「空気読んじゃう」新入社員・その傾向と対策

2008.04.28

組織・人材

「空気読んじゃう」新入社員・その傾向と対策

金森 努
有限会社金森マーケティング事務所 取締役

企業に新入社員がやってきて、そろそろ1ヶ月が経過する。早々に現場に配属され、先輩に連れられてOJTを受けている人もいれば、連休前にようやく配属が決定するという人もいるだろう。さて、ビジネスの現場に登場した今年の新入社員はどんな表情を持っているのだろう。

筆者は講師の仕事の比率が結構多い。大学でも教えているが、この季節にはいくつかの企業で新入社員研修なども担当する。自分が40歳をいくつか越えてくると、若者と講義や研修を通じてやり取りするのは、ずいぶんと刺激になってありがたい。一方で、自身がそれなりに若かったときにはわからなかった、受講者の立場から距離を置いた客観的なものの見方できるようになってきた。

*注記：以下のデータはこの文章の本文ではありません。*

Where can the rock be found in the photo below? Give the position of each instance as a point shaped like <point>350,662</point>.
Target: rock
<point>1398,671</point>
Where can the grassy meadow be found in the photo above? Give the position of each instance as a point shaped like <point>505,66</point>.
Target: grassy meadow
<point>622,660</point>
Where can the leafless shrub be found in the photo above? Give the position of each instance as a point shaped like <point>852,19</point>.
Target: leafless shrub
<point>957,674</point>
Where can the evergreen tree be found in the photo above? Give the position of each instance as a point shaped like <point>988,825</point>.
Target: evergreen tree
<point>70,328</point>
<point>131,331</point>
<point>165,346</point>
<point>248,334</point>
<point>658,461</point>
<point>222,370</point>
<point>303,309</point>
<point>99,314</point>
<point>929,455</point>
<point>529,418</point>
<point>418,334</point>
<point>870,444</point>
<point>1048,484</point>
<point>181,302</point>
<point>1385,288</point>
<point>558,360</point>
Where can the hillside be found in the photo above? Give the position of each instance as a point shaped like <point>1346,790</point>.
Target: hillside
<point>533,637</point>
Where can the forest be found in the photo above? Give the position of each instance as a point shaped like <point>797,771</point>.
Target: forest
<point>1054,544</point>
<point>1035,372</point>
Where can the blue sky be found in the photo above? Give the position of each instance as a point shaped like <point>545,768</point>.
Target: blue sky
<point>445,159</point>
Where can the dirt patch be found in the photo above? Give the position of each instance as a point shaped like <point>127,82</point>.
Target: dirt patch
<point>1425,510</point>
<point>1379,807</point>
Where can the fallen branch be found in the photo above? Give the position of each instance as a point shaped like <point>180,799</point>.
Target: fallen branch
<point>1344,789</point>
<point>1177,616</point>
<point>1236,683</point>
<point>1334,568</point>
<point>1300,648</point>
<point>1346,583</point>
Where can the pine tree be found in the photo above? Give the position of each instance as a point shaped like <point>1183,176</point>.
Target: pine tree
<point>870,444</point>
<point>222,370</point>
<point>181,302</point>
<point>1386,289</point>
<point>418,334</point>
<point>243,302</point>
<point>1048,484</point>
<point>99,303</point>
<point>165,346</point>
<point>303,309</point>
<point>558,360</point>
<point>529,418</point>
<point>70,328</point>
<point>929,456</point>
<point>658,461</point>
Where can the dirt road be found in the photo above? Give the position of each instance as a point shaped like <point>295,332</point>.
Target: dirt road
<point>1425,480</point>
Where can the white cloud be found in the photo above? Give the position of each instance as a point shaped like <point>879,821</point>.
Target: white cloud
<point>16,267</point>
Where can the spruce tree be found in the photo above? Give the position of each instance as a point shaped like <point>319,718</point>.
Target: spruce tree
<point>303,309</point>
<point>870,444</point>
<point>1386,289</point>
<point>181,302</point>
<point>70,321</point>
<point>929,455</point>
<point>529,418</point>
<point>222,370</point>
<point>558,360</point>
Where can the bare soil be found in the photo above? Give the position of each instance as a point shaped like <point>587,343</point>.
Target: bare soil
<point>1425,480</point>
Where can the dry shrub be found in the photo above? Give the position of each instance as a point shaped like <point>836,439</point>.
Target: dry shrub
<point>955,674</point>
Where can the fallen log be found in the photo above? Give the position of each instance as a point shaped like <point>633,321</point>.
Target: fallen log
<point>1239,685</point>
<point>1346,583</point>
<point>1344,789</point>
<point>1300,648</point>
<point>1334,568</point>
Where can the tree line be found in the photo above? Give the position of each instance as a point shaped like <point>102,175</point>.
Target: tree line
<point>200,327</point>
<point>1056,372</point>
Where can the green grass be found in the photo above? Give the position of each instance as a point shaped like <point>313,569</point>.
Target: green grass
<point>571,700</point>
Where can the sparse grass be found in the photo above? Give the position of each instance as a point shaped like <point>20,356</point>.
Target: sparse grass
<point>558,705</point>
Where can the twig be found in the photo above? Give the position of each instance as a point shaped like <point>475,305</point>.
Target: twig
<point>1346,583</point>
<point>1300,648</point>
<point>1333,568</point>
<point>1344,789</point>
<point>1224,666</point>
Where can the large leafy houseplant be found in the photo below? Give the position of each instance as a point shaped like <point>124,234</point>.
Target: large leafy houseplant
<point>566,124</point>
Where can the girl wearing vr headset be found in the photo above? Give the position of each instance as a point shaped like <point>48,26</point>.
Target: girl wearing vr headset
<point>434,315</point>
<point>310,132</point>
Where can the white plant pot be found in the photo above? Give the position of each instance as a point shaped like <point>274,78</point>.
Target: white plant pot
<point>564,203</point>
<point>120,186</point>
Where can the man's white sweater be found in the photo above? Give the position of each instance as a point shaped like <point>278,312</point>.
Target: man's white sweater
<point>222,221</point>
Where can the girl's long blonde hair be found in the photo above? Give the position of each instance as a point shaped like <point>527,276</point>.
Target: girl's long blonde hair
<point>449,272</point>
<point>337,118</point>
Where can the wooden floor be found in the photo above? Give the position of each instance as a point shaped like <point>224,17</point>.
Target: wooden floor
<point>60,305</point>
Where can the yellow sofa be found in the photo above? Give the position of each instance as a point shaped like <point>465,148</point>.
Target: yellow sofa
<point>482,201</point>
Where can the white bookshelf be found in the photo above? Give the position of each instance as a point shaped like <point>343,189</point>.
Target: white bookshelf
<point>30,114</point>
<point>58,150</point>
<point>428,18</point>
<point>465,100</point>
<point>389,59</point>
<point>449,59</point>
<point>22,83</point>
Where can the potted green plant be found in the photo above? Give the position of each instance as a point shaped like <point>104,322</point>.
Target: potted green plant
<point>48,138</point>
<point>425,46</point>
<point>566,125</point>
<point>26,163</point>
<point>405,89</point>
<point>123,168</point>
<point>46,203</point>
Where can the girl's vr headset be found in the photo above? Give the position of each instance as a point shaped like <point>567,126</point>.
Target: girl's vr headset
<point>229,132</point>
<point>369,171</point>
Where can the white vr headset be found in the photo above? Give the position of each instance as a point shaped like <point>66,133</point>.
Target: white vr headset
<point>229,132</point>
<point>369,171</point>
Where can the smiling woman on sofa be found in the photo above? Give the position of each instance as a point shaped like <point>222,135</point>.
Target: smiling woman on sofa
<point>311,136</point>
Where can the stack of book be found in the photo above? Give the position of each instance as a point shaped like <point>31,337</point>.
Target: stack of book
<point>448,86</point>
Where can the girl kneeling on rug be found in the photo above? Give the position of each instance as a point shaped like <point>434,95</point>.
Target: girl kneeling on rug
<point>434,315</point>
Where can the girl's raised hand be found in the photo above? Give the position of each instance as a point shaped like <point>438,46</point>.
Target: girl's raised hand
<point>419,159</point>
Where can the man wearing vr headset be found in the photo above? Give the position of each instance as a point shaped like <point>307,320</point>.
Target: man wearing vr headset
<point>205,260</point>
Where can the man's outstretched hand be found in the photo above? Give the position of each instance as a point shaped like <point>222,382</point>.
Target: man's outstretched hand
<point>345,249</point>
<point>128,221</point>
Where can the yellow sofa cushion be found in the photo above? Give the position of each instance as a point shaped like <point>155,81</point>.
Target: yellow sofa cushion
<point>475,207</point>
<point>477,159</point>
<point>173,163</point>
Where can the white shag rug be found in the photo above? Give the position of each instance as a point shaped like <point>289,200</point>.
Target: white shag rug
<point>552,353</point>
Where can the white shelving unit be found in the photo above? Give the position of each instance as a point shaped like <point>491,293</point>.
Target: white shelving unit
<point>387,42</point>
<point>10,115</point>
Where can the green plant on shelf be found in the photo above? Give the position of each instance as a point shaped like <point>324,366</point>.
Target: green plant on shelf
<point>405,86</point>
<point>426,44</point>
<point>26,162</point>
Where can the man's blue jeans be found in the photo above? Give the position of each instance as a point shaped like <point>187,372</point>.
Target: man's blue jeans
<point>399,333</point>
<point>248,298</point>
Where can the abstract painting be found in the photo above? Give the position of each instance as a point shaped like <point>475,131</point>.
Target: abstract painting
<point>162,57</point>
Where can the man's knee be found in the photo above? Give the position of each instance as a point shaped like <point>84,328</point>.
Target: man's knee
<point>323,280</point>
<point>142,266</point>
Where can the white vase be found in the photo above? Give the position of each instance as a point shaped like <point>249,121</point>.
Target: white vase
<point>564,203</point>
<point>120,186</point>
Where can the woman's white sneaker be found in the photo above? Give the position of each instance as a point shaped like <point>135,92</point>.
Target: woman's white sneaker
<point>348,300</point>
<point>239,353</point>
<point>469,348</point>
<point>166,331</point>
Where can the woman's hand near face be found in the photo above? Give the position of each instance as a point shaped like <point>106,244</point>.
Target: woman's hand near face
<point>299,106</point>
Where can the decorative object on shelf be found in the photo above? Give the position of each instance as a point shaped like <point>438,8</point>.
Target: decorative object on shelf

大学生はそうなのだが、就職活動を経てきているとはいえ、まだその延長線上である新入社員もビジネスの世界に染まっていないだけに、面白いことに、毎年ずいぶんと傾向が出る。多くは景気の動向に左右されるのだが、非常にはっきりしている。
筆者は大学で「ベンチャービジネスとマーケティング」という講義を持っているが、景気がよくなり、学生に安定志向が強くなるごとに、年々受講希望者が減っている。今後の景気次第ではまたわからないが、4年目の今年の受講者は最盛期の四分の一だ。そして、新入社員もそんな安定志向をかなり反映しているように見える。そして、ずいぶんとのんびりしているように思えるのだ。

もう一つ、特に今年は顕著な傾向があるように思える。
もはや流行語というよりは、世間にすっかり定着してしまったKY(空気読めない)。しかし、その反動からか、昨今の若者の多くは実に巧みに周りの空気を読むことができる。特に、今年の新入社員はその傾向が強いようだ。
筆者が担当する研修の多くは、一方的な講義ではなく、受講者にビジネスケースや自社課題を与えて、グループで取り組ませ、発表させるという”グループワーク”を取り入れている。年次の進んだ社員対象の研修や、ビジネススクールではその手法は必須なのだが、さすがにオトナな受講者は自分が主張すべきとことは強く押し、譲るべきところはうまく折り合いをつける。
しかし、学生や新入社員は本来的にはそんなにうまくできない。多くのグループで、発表のゴールに至るまでに、何度も対立やいさかいが起き、グループが分裂したり、孤立したりする人間が出るのが常だ。しかし、そこから学ぶものは多く、そうして組織人、社会人となっていくのである。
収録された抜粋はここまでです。